The Israeli army is currently investigating over 20 incidents in which Palestinians were shot dead or wounded since the start of the terror wave last October, Haaretz has learned.
- Does Israel look into police shootings of Palestinian assailants?
- Israel Police refuse to reveal protocol on use of controversial sniper rifles
- Testimonies by comrades in arms chip away at Hebron shooter's defense
The Israel Defense Forces has gathered testimonies from soldiers involved in the incidents, and in some cases asked human rights organizations, such as B’Tselem, for more details regarding the events.
The Military Advocate General orders an investigation into the death of every Palestinian in the West Bank “who isn’t involved in actual combat activity.” For this reason, most of the investigations opened by the Military Police in recent months have mainly involved cases in which Palestinians were shot during confrontations with defense forces, rather than in the course of a terror attack or an attempted terror attack.
However, the only investigation that has ended in an indictment so far was following a terror attack: Sgt. Elor Azaria is standing trial for manslaughter after fatally shooting Palestinian assailant Abdel Fattah al-Sharif after the Palestinian attacked soldiers in Hebron last March. Sharif was first shot by Azaria’s fellow soldiers and was lying on the ground wounded when Azaria shot him again.
In his defense, Azaria says he felt his life had been in danger because he believed the assailant was carrying a bomb, while the prosecution believes he shot Sharif as revenge for his wounded friend.
Investigations have been launched into two separate incidents in which 13-year-old Palestinian children died. In October 2015, Abed al-Rahman Obeidallah was killed in the Al-Aida refugee camp after being shot with a live 0.22-inch caliber bullet, which is seen as less lethal than regular bullets.
According to an inquiry carried out by B’Tselem, a sniper shot Obeidallah in broad daylight.
In February, meanwhile, Haitham Saada was shot dead near the West Bank town of Halhul. The army said he was shot as he was about to throw a firebomb onto the nearby Route 60. Saada’s cousin, who was with him at the time, was arrested by the IDF.
The Military Police are also investigating the fatal shooting of Malik Shahin, 19, in the Deheisheh refugee camp near Bethlehem, last December. According to B’Tselem, Shahin was shot in the head. The IDF said that, according to the preliminary reports of the troops involved, the soldiers only fired into the air. The incident occurred during clashes that included improvised bombs and firebombs being thrown at the soldiers.
The Military Police are also investigating the killing of Mahmoud Badran, 15, who was shot by soldiers in June. The soldiers fired at the car Badran and his family were traveling in near Route 443, while chasing Palestinians who had thrown stones at Israeli cars on the highway. The soldiers were questioned under caution. The investigators have gathered findings from the site and are trying to ascertain if the shooting was carried out in accordance with the rules of engagement and if it was appropriate to the threat facing the soldiers.

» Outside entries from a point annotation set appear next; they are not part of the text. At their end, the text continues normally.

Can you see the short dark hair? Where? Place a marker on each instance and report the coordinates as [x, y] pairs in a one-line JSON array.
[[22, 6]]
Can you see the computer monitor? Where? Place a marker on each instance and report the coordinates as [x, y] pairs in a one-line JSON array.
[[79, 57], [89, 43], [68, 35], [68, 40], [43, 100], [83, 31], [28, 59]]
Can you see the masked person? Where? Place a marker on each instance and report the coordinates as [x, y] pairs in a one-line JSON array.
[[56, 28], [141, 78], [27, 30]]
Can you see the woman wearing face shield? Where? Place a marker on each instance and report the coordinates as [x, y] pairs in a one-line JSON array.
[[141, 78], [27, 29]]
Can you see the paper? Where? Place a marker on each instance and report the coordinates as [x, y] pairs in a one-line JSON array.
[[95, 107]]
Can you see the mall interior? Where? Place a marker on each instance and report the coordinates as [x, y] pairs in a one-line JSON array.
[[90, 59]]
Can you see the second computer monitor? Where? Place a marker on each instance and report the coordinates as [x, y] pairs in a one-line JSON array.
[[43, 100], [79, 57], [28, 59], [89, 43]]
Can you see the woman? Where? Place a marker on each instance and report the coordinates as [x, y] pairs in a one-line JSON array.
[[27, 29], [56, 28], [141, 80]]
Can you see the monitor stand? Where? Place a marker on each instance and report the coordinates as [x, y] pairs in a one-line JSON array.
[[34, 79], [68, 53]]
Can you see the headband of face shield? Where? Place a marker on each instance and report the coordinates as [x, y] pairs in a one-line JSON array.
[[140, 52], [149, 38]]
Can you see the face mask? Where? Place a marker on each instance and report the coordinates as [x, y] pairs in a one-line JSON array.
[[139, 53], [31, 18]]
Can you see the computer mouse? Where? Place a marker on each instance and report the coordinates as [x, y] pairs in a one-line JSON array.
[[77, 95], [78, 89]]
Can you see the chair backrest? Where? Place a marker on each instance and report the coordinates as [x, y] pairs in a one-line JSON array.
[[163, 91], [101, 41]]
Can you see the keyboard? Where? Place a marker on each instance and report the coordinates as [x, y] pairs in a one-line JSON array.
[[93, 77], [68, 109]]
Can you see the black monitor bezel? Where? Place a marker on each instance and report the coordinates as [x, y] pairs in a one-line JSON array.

The Military Police are also investigating an incident in which soldiers shot dead yeshiva student Simcha Hodedtov, 28, whom they mistook for a terrorist, near Jerusalem’s central bus station last October. The soldiers had been dispatched to Jerusalem following the terror outbreak earlier that month.
A military source said this particular investigation will probably be closed with no criminal indictment, since the soldiers thought Hodedtov had tried to grab one of the soldier’s guns.
The defense establishment has identified the shooting incident near the West Bank settlement Itamar on October 1, 2015 as the beginning of the current wave of violence in the West Bank. Eitam and Na’ama Henkin were killed by a Hamas terror cell in the drive-by shooting.
October was the most violent month: The IDF registered 70 attacks then, mostly stabbings or attempted stabbings of civilians and defense forces. Since then, the number of attacks have declined. In each of the last four months, the number of attacks has been below 10 each month, the army says.